I got my own start in tenant activism with Berkeley’s 1978 Prop I, which required landlords to return 80% of their Prop 13 savings to tenants. Its victory that November was soon followed by Berkeley voters approving a strong rent control and eviction law. San Francisco, West Hollywood, Santa Monica, East Palo Alto, Los Angeles and Oakland also passed rent control laws of varying strength.

Real estate interests responded to these local rent control victories with a sustained campaign to get the state legislature to preempt city laws that restricted rent increases on vacant apartments (known as vacancy control). They finally prevailed in 1995. Although California now prohibits price restrictions on vacant units, rent control and just cause eviction laws continue to protect tenants in place.
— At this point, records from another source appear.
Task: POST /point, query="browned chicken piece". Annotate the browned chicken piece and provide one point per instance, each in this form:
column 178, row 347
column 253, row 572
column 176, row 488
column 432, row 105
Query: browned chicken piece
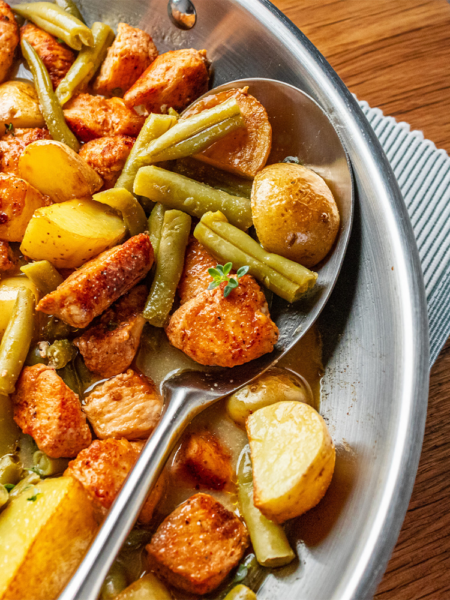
column 195, row 277
column 48, row 410
column 9, row 39
column 58, row 58
column 7, row 260
column 205, row 459
column 213, row 330
column 197, row 545
column 126, row 406
column 12, row 146
column 107, row 156
column 109, row 347
column 174, row 79
column 102, row 469
column 89, row 291
column 131, row 53
column 91, row 117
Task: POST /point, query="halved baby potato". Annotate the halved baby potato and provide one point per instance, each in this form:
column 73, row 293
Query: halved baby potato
column 57, row 171
column 70, row 233
column 19, row 105
column 244, row 151
column 293, row 459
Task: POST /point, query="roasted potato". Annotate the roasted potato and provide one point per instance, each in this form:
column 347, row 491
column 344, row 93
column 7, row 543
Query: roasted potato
column 70, row 233
column 275, row 385
column 294, row 213
column 19, row 106
column 9, row 288
column 293, row 459
column 18, row 201
column 57, row 171
column 246, row 150
column 45, row 532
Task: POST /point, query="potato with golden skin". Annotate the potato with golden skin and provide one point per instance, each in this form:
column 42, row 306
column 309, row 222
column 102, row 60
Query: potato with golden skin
column 294, row 213
column 131, row 53
column 173, row 80
column 197, row 545
column 18, row 201
column 47, row 409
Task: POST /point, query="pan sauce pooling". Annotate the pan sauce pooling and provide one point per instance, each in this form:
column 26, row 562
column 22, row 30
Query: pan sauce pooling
column 148, row 243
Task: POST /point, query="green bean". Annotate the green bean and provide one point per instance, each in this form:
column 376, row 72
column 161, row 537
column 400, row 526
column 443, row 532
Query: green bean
column 227, row 243
column 44, row 276
column 9, row 432
column 174, row 239
column 70, row 7
column 50, row 106
column 86, row 64
column 216, row 178
column 123, row 201
column 153, row 128
column 45, row 466
column 269, row 541
column 16, row 340
column 10, row 470
column 240, row 592
column 58, row 22
column 179, row 192
column 155, row 225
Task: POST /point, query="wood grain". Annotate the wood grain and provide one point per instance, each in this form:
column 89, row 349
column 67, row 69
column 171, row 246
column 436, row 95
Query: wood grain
column 396, row 55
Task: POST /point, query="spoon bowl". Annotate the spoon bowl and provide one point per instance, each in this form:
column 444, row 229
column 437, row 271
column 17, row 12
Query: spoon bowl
column 301, row 129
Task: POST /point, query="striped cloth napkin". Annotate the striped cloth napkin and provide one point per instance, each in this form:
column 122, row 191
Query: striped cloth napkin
column 423, row 174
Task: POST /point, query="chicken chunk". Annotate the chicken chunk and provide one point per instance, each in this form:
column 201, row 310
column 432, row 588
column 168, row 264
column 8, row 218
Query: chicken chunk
column 174, row 79
column 102, row 469
column 126, row 406
column 131, row 53
column 197, row 545
column 12, row 146
column 205, row 459
column 195, row 277
column 91, row 117
column 7, row 260
column 47, row 409
column 9, row 39
column 58, row 58
column 213, row 330
column 109, row 347
column 108, row 156
column 92, row 289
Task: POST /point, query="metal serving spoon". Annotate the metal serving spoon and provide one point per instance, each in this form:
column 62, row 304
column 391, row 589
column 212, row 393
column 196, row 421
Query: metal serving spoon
column 300, row 129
An Essential Anti-Gentrification Strategy

Recent stories from the front lines of urban America highlight skyrocketing rents, artist evictions, and the transformation of affordable neighborhoods into upscale enclaves. We hear this from New York City to San Francisco, and from at risk neighborhoods in Los Angeles, Chicago, Washington DC, Seattle and elsewhere. A review in the current Book Forum refers to the “inexorable creep of gentrification.”
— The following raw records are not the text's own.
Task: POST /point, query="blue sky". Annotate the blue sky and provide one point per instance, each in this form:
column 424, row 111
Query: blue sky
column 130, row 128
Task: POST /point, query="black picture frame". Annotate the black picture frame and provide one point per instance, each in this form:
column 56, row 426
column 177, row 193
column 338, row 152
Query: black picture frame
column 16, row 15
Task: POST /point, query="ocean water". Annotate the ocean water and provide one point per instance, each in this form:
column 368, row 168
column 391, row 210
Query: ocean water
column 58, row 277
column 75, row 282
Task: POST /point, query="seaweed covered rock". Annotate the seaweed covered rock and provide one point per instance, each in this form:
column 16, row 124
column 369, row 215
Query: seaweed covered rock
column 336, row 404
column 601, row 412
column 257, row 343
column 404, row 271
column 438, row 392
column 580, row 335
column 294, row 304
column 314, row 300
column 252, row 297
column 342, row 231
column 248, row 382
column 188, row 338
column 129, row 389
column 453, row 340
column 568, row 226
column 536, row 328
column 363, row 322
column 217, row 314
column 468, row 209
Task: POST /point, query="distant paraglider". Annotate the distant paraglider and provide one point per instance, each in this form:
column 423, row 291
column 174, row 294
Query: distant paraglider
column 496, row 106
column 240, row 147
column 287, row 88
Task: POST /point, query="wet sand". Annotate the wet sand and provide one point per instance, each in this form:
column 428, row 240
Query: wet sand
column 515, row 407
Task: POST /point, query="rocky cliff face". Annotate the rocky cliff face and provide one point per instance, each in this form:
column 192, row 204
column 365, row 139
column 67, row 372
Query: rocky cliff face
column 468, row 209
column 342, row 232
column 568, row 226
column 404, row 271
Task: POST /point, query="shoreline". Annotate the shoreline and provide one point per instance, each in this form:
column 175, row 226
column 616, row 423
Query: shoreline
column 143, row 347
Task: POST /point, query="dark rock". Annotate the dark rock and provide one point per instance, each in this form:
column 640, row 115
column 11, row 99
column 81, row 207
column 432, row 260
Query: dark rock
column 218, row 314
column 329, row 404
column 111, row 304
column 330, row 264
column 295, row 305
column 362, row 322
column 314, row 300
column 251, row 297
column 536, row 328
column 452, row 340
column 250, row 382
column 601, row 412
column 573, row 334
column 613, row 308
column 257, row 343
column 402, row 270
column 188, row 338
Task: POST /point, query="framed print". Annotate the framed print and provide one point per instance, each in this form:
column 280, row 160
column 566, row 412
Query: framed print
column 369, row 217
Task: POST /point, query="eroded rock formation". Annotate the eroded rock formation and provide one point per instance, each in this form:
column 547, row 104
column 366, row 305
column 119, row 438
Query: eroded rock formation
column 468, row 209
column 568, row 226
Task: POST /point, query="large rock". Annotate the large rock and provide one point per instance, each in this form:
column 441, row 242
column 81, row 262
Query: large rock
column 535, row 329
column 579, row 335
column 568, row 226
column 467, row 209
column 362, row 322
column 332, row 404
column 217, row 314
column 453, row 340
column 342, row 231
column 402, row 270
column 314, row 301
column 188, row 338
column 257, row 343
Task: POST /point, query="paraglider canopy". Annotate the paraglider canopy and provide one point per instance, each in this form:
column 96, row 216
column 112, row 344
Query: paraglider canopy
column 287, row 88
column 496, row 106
But as I argue in my new book on San Francisco’s still primarily low-income Tenderloin neighborhood,  The Tenderloin: Sex, Crime and Resistance in the Heart of San Francisco, the displacement of tenants and the transformation of neighborhoods into upscale enclaves is not “inevitable.” Stopping or slowing these trends require the passage of strong land use protections, starting with rent control and just cause eviction laws.

My book emphasizes several strategies neighborhoods should adopt to protect their affordability. But the basic tenant protections of rent control and just cause eviction are typically a prerequisite. It’s very difficult to stop displacement absent such tenant protections.

That’s why rent control wars have broken out even in cities like Alameda and Fresno not known for tenant activism. And as long as nation’s housing crisis continues, even more cities will be pushed to either enact rent control and just cause eviction ordinances or to strengthen existing laws.

Organizational Power

Ultimately, the biggest challenge for rent control campaigns is the organized political opposition of the real estate industry. It’s more than the huge dollars contributed to politicians; the large landlord turnout to the November 4 Alameda City Council meeting (the Council adopted a 65-day moratorium on rent increases and evictions and is considering limiting annual rent increases to 8%) shows that rent control opponents are also organized on the ground.

In nearly every rent control city in California, strong rent control and eviction protections required voter approval. Since legislative passage is inevitably followed by a landlord referendum, it is a better strategy for tenant activists to just go the ballot directly with a measure they have written (rather than defend a measure in a referendum that was weakened by legislative compromises).

Tenants Together, a California tenants organization founded and headed by Dean Preston, has helped local groups like the Alameda Renters Coalition and the Richmond Progressive Alliance push for rent control. Its rent control toolkit and legislative expertise has made a huge difference in reigniting California’s rent control wars.

Throughout urban America, rising rents and evictions have left even middle class tenants fearing displacement. Rent control and eviction laws don’t solve all the affordability and tenant protection problems, but they make a tremendous difference. This is true even though they cannot limit rent hikes on vacant apartments, and may only slow rather than halt the tide of neighborhood gentrification.

In the absence of massive new federal funding for affordable housing, rent control and just cause eviction laws are the most potent tools for protecting  economically diverse neighborhoods in urban America. The return of the rent control wars shows that many communities are working harder than ever to accomplish this.

Randy Shaw is Editor of Beyond Chron and Director of San Francisco’s Tenderloin Housing Clinic.